Para la historia quedarán las portadas y varios de los lemas que rezaban las pancartas de aficionados cerca de Stamford Bridge la tarde del martes: “El fútbol nos pertenece a nosotros, no a vosotros”, “Creado por el pueblo, robado por los ricos”, “Aún queremos nuestras noches frías en Stoke”. Pero el hundimiento de la Superliga no se entiende sólo a través del romanticismo del aficionado. Ni mucho menos.

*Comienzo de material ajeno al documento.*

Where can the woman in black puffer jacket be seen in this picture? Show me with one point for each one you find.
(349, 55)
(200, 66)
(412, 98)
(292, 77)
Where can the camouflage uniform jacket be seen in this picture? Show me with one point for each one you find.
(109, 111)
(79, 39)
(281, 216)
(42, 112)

La unión de la clase política
El ambiente en el Reino Unido estaba realmente cargado. Las instituciones veían peligrar uno de los grandes negocios del país, y la clase política se unió hacia una dirección. “Pensábamos que habría una reacción, pero esto fue de otro mundo”, sentenciaba una fuente política a The Independent, para añadir: “Increíblemente, la Superliga creó una unidad del 100% entre todos los parlamentarios. Esto no pasa nunca”.
Noticias relacionadasLas instituciones británicas empezaron a ejercer una presión brutal hacia los clubes. Se habla de discursos “abrasadores”, e incluso advertencias o amenazas de la imposibilidad legal que supondría jugar la competición. El gobierno aseguró a la Federación Inglesa que contaría con su total apoyo y, según la misma información, se llegó a plantear que la Premier League prescindiera del ‘Big Six’ como medida de máximo dramatismo, pero que estaban dispuestos a tomar.

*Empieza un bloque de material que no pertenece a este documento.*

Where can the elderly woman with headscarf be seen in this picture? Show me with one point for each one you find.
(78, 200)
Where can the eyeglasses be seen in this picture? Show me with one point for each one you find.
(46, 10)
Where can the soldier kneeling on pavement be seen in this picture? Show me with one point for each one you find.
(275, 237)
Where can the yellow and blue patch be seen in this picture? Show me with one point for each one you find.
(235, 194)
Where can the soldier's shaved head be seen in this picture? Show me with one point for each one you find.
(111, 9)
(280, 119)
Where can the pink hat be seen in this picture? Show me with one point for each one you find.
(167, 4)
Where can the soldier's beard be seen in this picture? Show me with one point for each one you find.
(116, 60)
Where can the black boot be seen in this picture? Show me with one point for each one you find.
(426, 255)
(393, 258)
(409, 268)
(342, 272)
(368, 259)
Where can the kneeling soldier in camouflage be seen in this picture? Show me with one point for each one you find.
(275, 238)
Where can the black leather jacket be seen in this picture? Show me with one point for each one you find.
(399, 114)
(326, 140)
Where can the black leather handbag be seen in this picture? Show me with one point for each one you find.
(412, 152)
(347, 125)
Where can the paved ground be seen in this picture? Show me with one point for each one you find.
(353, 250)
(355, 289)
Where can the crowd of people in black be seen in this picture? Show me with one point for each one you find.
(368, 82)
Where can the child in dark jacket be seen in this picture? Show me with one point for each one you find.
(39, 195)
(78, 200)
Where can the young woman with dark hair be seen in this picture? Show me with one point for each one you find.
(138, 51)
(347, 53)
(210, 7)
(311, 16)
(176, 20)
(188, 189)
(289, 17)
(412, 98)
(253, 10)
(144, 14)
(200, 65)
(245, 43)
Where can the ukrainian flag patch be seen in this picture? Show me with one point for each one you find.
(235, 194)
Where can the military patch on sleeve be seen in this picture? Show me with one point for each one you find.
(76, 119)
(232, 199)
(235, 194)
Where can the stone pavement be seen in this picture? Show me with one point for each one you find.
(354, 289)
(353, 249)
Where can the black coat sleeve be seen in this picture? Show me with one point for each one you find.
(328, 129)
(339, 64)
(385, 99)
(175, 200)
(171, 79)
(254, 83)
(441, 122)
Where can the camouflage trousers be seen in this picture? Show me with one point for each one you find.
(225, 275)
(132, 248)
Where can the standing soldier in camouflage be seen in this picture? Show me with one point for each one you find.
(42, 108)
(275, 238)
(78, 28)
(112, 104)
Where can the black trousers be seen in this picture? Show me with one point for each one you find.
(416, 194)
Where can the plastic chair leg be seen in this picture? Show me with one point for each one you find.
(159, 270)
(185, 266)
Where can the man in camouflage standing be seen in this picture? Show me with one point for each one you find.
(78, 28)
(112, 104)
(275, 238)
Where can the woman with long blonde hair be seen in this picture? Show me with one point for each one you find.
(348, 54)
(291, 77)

En este clima irrespirable, los clubes torcieron su brazo. El tsunami que se desató es ya conocido. La tarde en los aledaños de Stamford Bridge tuvo su cúspide en una explosión tan pura como descontrolada: los protestantes enloquecieron, como con un gol en el minuto 90, cuando leyeron en las redes sociales que el Chelsea había decidido tirarse del barco. Un momento de éxtasis, sepultado por el olvido de más de un año de fútbol sin público. Un reencuentro con su deporte, hoy un negocio que se ha ido de muchas manos y que merece ser revisado en muchas de sus competiciones, quizás para que se adapten más a lo que sus grandes actores requieren. Pero el martes por la tarde, en el oeste de Londres, por unos momentos olió a la nostalgia de siempre y a victoria de los de nunca.